Trump defends Saudi denials in Khashoggi murder, says relationship most important

In an extraordinary statement, President Trump on Tuesday defended Saudi Arabia in the face of mounting pressure over the murder of Washington Post columnist Jamal Khashoggi.

He then doubled down on his statement to reporters Tuesday afternoon as he left the White House to travel to Florida for the Thanksgiving holiday.

"It's a complex issue, it's a shame, but it is what it is," Trump said. "It is America first to me, it is all about America first."

"I'm not going to destroy the world economy and I'm not going to destroy the economy for our country by being foolish with Saudi Arabia," he went on.

"Representatives of Saudi Arabia say that Jamal Khashoggi was an "enemy of the state" and a member of the Muslim Brotherhood, but my decision is in no way based on that - this is an unacceptable and horrible crime," Trump said in his statement issued earlier Tuesday.

"King Salman and Crown Prince Mohammad bin Salman vigorously deny any knowledge of the planning or execution of the murder of Mr. Khashoggi," Trump said in the statement.

He went on: "Our intelligence agencies continue to assess all information, but it could very well be that the Crown Prince had knowledge of this tragic event - maybe he did and maybe he didn't!"

Trump issued the statement without referencing any of the conclusions from a new intelligence report on Khashoggi's killing. Later, he said the CIA report contained "nothing definitive."

Over the weekend, Trump said that the U.S. government would complete a "full report" on Khashoggi's death by Tuesday while denying reports that the CIA has concluded that Saudi Crown Prince Mohammed bin Salman ordered the killing.

"They haven't accessed anything yet -- it's too early," Trump said. "That was a very premature report. But that's possible. We're gonna see."

Sources familiar with the intelligence tell ABC they were not aware of any plans to produce a new report by Tuesday or in the near future.

A State Department official who has seen a version of the CIA's assessment on the murder of the Saudi journalist told ABC News it's "blindingly obvious" that the crown prince, known as MBS, ordered Khashoggi's death.
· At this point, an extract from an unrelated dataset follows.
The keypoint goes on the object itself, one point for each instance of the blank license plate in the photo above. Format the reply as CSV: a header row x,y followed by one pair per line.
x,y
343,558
"The idea that it goes all the way to the top is blindingly obvious," said the State Department official, speaking on the condition of anonymity.

The president has so far resisted calls for a stronger response to the Oct. 2 killing of Khashoggi in the Saudi consulate in Istanbul.

Washington Post Publisher and CEO Fred Ryan called the Trump statement "a betrayal of long-established American values of respect for human rights and the expectation of trust and honesty in our strategic relationships."

"President Trump is correct in saying the world is a very dangerous place," Ryan said in a statement. "His surrender to this state-ordered murder will only make it more so.

"In this failure of leadership from President Trump, it now falls to Congress to stand up for America's true values and lasting interests."

Trump has made clear the U.S.-Saudi relationship is one he refuses to diminish. This, despite outrage among members of his own party on Capitol Hill, who have vowed to seek justice in Khashoggi's killing.

"I firmly believe there will be strong bipartisan support for serious sanctions against Saudi Arabia, including appropriate members of the royal family, for this barbaric act which defied all civilized norms. While Saudi Arabia is a strategic ally, the behavior of the Crown Prince - in multiple ways - has shown disrespect for the relationship and made him, in my view, beyond toxic," Sen. Lindsey Graham, R-S.C., said in a statement.

"I fully realize we have to deal with bad actors and imperfect situations on the international stage. However, when we lose our moral voice, we lose our strongest asset," Graham said.

Secretary of State Mike Pompeo echoed the president's position at a briefing Tuesday.

"So it's a mean, nasty world out there," Pompeo said. "It is the president's obligation and indeed the State Department's duty as well to ensure we adopt policies that further America's national security."

He went on: "So, as the president said today, the United States will continue to have a relationship with the kingdom of Saudi Arabia, they are an important partner of ours."

The Saudis have denied the crown prince ordered Khashoggi's killing.

"The United States intends to remain a steadfast partner of Saudi Arabia to ensure the interests of our country, Israel and all other partners in the region. It is our paramount goal to fully eliminate the threat of terrorism throughout the world!" Trump said in his statement.

Following the president's statement, Senate Democrats called on the intelligence community to state publicly what it believes to have happened to Khashoggi.

"If they will not, I intend to offer legislation to require the IC [Intelligence Community] to release an unclassified public assessment of who ordered Mr. Khashoggi's killing when the Senate returns next week," Sen. Ron Wyden, D-Ore., said in a statement.

And Democratic Sen. Dianne Feinstein of California also weighed in with a statement: "I plan to vote against any future arms sales and appropriation to Saudi Arabia. I also believe that the United States should consider sanctions against the crown prince and that the Saudi ambassador to the United States should not be allowed to continue in that role."

ABC News' Tara Palmeri contributed to this report.